La gente respondió como en las viejas épocas. Familias enteras se volcaron a las calles, ocupando cada tramo del recorrido, con banderas, camisetas y una pasión renovada. La postal también reflejó el paso del tiempo: ya no solo radios pegadas al oído, sino celulares siguiendo cada detalle de la carrera, conectando tradición con modernidad en una jornada cargada de emoción.
El ingreso de la caravana fue sencillamente espectacular. Las principales arterias de la ciudad se transformaron en un escenario vibrante, donde el ciclismo volvió a ocupar ese lugar especial que históricamente tuvo en el corazón de los salteños. Fue un reencuentro con una identidad deportiva que parecía dormida y que hoy despertó con una fuerza arrolladora.
En lo deportivo, la definición estuvo a la altura del contexto. Desde el cruce del puente de Aymán se desató una batalla intensa entre nueve ciclistas que se jugaron todo hasta el último metro. Y en ese final electrizante, fue Matías Presa, representante del Club Ciclista Cerro Largo, quien logró imponerse por escasos centímetros, desatando el festejo en una llegada apretadísima.
Intendente y la bajada de bandera
La bandera a cuadros, bajada por el intendente Carlos Albisu, selló una jornada que tuvo todos los condimentos: emoción, esfuerzo, historia y un profundo sentido de pertenencia.
Más allá del resultado, lo que quedó claro es que Salto sigue siendo tierra de ciclismo. Y que cuando la Vuelta vuelve, el pueblo responde. Porque no fue solo una etapa más: fue el regreso de una pasión.
La etapa; Nuevo Berlin – Salto 199 kmts.
La etapa que marcó el regreso de la Vuelta a Salto después de 15 años tuvo todos los condimentos de una jornada inolvidable: calor sofocante, desgaste extremo y una definición vibrante que terminó consagrando a Matías “El Piojo” Presa como el más fuerte del día.






Fotos Vicente Massarino
El hombre del Cerro Largo apareció en el momento justo, imponiéndose en el sprint de un selecto grupo de nueve fugados que rompieron la carrera y le dieron un marco espectacular a los últimos kilómetros.

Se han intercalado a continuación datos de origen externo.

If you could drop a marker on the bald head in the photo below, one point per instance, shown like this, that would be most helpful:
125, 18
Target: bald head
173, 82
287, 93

No fue una victoria cualquiera: fue de esas que se construyen con inteligencia, paciencia y piernas, sabiendo leer una etapa larga (casi 200 km) que exigía tanto en lo físico como en lo táctico.

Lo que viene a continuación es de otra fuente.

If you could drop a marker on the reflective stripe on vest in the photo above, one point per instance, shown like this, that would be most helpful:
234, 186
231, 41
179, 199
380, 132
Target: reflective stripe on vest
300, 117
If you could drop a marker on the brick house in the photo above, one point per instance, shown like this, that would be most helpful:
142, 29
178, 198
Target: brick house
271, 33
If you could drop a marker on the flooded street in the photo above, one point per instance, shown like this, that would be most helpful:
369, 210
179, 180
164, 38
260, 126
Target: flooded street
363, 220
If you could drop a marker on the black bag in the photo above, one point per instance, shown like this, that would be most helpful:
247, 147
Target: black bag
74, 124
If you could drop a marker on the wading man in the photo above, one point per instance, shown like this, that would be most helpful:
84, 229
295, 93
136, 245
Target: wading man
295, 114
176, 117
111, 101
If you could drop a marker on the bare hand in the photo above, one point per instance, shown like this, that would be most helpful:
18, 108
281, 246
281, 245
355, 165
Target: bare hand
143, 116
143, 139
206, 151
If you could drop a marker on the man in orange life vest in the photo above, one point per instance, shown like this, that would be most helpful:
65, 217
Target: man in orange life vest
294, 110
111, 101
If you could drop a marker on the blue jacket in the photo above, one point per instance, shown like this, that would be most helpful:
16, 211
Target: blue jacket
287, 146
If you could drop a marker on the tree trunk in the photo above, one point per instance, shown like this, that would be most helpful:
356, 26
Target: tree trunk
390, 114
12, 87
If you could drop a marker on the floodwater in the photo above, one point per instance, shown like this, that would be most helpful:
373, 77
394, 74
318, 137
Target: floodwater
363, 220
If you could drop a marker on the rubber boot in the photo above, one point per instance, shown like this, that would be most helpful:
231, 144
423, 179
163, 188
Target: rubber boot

Detrás suyo, el argentino Lucas Gaday volvió a demostrar una regularidad impresionante. No ganó la etapa, pero hizo exactamente lo que tenía que hacer: meterse adelante, bonificar y quedarse con el liderazgo de la general. Esa consistencia lo posiciona hoy como el hombre a vencer, más allá de que las diferencias siguen siendo mínimas y cualquier descuido puede costar caro.

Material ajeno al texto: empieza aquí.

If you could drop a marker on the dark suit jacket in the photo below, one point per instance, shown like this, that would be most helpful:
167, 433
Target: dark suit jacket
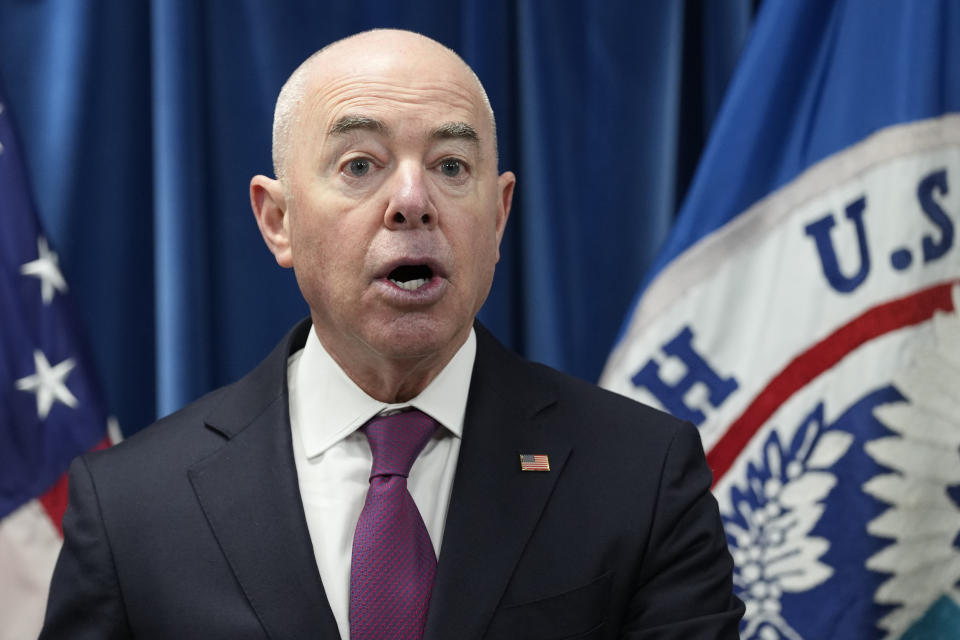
194, 528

También es para destacar lo de Ignacio Maldonado, siempre protagonista, y nombres como Quilci y Bonilla que siguen prendidos en la pelea grande. Justamente Bonilla, que venía de ser líder, ahora quedó a solo 4 segundos, lo que deja la clasificación totalmente abierta.
En la general, la carrera entra en una etapa de máxima tensión: Gaday líder, pero con Bonilla y Quilci respirándole en la nuca. Más atrás, Presa dio un salto importante tras su victoria, aunque todavía tiene terreno por descontar.
Y como si fuera poco, lo que viene no da respiro. La etapa Paysandú–Salto, más corta pero seguramente más intensa, puede ser explosiva. Con diferencias tan ajustadas, los ataques pueden aparecer en cualquier momento y los equipos van a empezar a jugar sus cartas más fuertes.
La Vuelta está más viva que nunca. Y Salto fue el escenario perfecto para confirmarlo.